Asia: Vols. XXI–XXIII. 1876–79.

Mesopotamia: Euphrates, the River

The Euphrates

By Henry Hart Milman (1791–1868)

(From Belshazzar)

THE HOUR is come! the hour is come! With voice

Heard in thy inmost soul, I summon thee,

Cyrus, the Lord’s anointed! And thou river,

That flow’st exulting in thy proud approach

To Babylon, beneath whose shadowy walls

And brazen gates, and gilded palaces,

And groves that gleam with marble obelisks,

Thy azure bosom shall repose, with lights

Fretted and checkered like the starry heavens:

I do arrest thee in thy stately course,

By Him that poured thee from thine ancient fountain,

And sent thee forth, even at the birth of time,

One of his holy streams, to lave the mounts

Of Paradise.

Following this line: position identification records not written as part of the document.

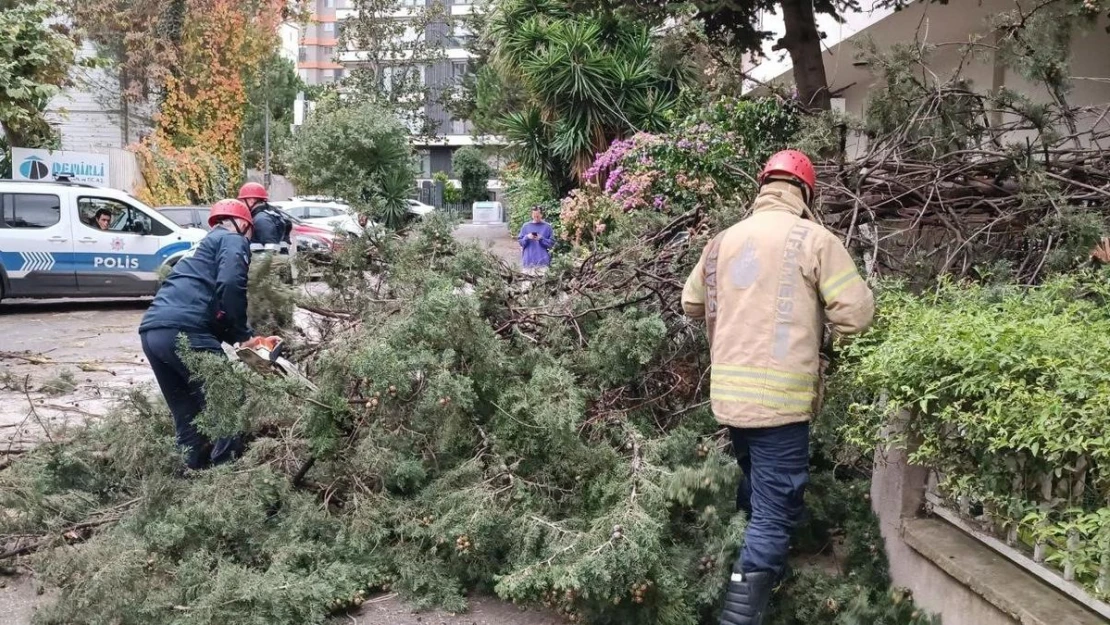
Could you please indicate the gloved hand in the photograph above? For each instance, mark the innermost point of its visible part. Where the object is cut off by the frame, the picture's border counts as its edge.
(268, 342)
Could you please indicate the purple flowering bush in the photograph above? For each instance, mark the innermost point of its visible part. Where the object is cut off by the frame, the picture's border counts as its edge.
(708, 159)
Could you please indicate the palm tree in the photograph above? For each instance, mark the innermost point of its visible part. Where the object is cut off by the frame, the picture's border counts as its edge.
(589, 81)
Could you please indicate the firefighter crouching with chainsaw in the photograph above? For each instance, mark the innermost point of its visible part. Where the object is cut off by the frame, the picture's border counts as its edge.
(766, 288)
(204, 298)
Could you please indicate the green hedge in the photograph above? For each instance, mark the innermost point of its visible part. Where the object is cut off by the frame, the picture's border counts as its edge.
(1006, 389)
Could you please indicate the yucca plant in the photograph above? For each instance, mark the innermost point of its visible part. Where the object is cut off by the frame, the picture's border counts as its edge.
(591, 81)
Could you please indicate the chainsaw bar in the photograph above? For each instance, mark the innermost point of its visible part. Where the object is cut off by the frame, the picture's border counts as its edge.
(268, 362)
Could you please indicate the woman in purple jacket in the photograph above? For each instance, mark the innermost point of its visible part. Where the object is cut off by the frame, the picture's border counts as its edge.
(536, 240)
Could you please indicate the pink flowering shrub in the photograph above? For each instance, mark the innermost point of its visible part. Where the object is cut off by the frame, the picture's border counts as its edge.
(709, 158)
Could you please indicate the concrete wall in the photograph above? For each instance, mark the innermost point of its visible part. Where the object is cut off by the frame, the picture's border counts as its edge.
(952, 573)
(949, 28)
(89, 114)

Thou hear’st me: thou dost check

Abrupt thy waters, as the Arab chief

His headlong squadrons. Where the unobserved

Yet toiling Persian breaks the ruining mound,

I see thee gather thy tumultuous strength:

And, through the deep and roaring Naharmalcha,

Roll on, as proudly conscious of fulfilling

The Omnipotent command! While, far away,

The lake, that slept but now so calm, nor moved

Save by the rippling moonshine, heaves on high

Its foaming surface, like a whirlpool gulf,

And boils and whitens with the unwonted tide.